There are now two Kings of the Marlborough Downs. Leading jumps trainer Alan King has long trained top horses at Barbury Castle but since summer 2014, to the confusion of delivery drivers, he has had a new neighbour, the former Newmarket trainer Neil King. The only surprise is that Neil did not come sooner: driving with him up and down the gradients and gulleys of Upper Herdswick Farm was — if his wife Clare will forgive the comparison — like witnessing the consummation of a love affair. He eagerly showed off his refurbished woodchip gallop, his fine schooling grounds and the laurel bushes that will in time provide cross-country obstacles, his loose school and the ponds he has established to benefit local wildlife. His pride in the transformation of the once rundown yard near Wroughton is as obvious as his bounding energy.

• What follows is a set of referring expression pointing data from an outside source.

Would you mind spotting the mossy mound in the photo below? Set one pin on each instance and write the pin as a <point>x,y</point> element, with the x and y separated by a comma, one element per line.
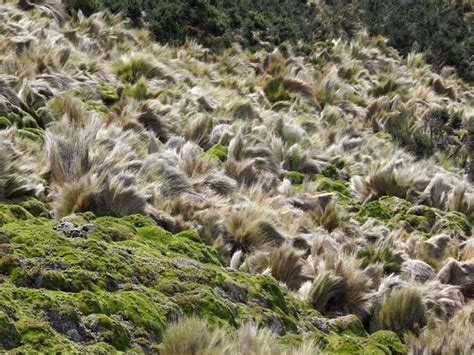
<point>119,283</point>
<point>396,212</point>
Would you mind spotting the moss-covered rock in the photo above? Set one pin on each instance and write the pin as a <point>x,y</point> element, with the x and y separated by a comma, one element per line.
<point>218,151</point>
<point>108,94</point>
<point>4,122</point>
<point>116,287</point>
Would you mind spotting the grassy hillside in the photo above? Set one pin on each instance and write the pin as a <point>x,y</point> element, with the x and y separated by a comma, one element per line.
<point>159,198</point>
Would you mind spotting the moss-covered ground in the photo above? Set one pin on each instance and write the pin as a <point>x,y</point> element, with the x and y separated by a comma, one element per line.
<point>117,284</point>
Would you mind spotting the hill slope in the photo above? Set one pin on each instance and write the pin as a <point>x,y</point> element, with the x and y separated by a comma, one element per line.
<point>323,197</point>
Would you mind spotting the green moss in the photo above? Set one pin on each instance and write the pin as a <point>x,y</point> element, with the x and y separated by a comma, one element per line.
<point>111,331</point>
<point>125,282</point>
<point>9,335</point>
<point>391,262</point>
<point>456,221</point>
<point>11,212</point>
<point>295,177</point>
<point>138,91</point>
<point>30,133</point>
<point>28,122</point>
<point>275,90</point>
<point>345,344</point>
<point>349,324</point>
<point>383,209</point>
<point>218,151</point>
<point>330,171</point>
<point>36,208</point>
<point>4,122</point>
<point>107,94</point>
<point>387,341</point>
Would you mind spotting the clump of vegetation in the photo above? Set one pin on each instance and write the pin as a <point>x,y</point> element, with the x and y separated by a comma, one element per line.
<point>399,311</point>
<point>171,198</point>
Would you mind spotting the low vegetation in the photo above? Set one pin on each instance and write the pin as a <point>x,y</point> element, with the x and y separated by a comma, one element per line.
<point>170,198</point>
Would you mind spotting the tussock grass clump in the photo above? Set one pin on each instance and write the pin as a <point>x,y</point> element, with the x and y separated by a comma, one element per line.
<point>445,337</point>
<point>17,179</point>
<point>251,228</point>
<point>191,336</point>
<point>197,337</point>
<point>132,68</point>
<point>401,310</point>
<point>286,266</point>
<point>340,285</point>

Watching clusters of scatty two-year-olds jogging along the walkways next to busy roads and queuing for Warren Hill gallops you think of Newmarket trainers as townies. Farmer’s son Neil is a countryman through and through. After a pupillage with Nicky Henderson in See You Then days, and working for an American jumps trainer in Maryland, Neil ran a livery yard and rode and trained point-to-pointers before setting up as a public trainer. One point-to-point victory he won’t forget was on Prince Torus, a talented but fragile horse he took with him on leaving Henderson. Having finally got him right and booked the local champion rider, connections took £200 out of the bank to back him. The rider was then claimed to ride another horse and the owner suggested that Neil rode him instead. They won on the bridle, although not trusting his riding as much as he did his training the stake had been reduced to £100!

When you are with Neil, he stops to point out buzzards and kites above the roe deer trotting through the rows of saplings planted by his predecessor Jim Old. The loo pictures include action shots of Neil with the Galway ‘Blazers’ and other famous hunts, and his owners benefit from the shoot he has established within the training grounds.

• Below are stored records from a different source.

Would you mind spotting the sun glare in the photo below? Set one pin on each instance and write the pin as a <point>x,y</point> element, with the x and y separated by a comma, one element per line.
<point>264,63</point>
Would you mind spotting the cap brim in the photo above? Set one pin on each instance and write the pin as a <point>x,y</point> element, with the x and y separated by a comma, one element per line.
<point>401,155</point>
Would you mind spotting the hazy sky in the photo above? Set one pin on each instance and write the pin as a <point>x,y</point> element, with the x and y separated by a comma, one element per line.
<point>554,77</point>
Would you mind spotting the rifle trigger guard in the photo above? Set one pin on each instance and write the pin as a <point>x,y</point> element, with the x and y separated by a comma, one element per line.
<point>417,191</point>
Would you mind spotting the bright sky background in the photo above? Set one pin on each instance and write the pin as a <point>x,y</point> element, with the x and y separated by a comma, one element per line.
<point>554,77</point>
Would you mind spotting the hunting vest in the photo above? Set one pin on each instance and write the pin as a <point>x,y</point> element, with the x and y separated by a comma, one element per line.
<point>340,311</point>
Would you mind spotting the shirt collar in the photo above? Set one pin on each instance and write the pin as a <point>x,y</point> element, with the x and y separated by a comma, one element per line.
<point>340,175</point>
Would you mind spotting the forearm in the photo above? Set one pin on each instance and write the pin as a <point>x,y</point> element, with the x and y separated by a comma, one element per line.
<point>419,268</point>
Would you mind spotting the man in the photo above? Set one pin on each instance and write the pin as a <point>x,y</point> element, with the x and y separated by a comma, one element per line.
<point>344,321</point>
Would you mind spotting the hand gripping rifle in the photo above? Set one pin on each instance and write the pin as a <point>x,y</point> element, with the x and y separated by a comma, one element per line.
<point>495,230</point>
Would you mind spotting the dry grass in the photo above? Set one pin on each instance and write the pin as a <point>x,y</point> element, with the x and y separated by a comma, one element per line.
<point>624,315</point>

So why, with Lucy Wadham, was Neil King one of just two jumps trainers who chose to make a serious go of it amid all the Flat trainers at Headquarters? It was, he says, the natural place to start for a Bury St Edmunds boy who had ridden out for Newmarket trainers. But after 12 years at the St Gatien yard in Newmarket, which became part of a swap deal enabling him to buy the Wiltshire chalkland estate, he has no regrets about leaving. Looking down at 18-month-old Pippa, who was sharing the front seat of the Land Rover and who already has her own pony, he said simply, ‘We’ve moved here for a lifetime.’

The facilities at Newmarket were excellent and were run by Jockey Club Estates. Now Neil has to maintain his own gallops and he speaks with genuine gratitude of help given to him at headquarters by Sir Mark Prescott. But while it has taken Neil time to adjust to training on the steep hills around the farm, he has found his horses to be much more relaxed in the peaceful Wiltshire countryside. Finicky feeders now eat up well in grilled boxes where they can watch each other and the horses stay healthier. ‘We’ve a mile-long grass gallop here with undulations that teach the young horses to balance themselves. Every time they are out of their stables they are walking up a hill.

‘At Newmarket you are all on top of each other. In the autumn, with the intake of yearlings and the sales on in town, you would regularly find the form of the horses dropping away — you could set your clock by it.’

Another factor, too, made him keen to have his own training estate: statistics watchers could see that year on year Neil King was training more winners, ‘but the phone wasn’t ringing. People don’t seem to want their jumpers trained there.’

All but one of his Newmarket owners have kept their horses with Neil through the move to Wiltshire where his first year produced 29 winners, his best total yet, and he was already up to 23 this season when I called a couple of days before the admirably consistent Lil Rockefeller, already the winner of more than £100,000 in prize money, ran an impressive third in an Ascot handicap hurdle under an 11st 12lb burden. The Boss’s Dream had triumphed in a Kempton novice hurdle over three miles with the much-underrated stable jockey Trevor Whelan cleverly exploiting his stamina and they have won again since. Zeroshadesofgrey, who seems to love Doncaster, should triumph again over hurdles and Saffron Wells will surely win over fences this season. The one I fell in love with, however, was the imposing Milansbar. His trainer says proudly, ‘He could win prizes in the show ring, let alone on the racecourse,’ and he might well prove a prospect for the 2017 Grand National.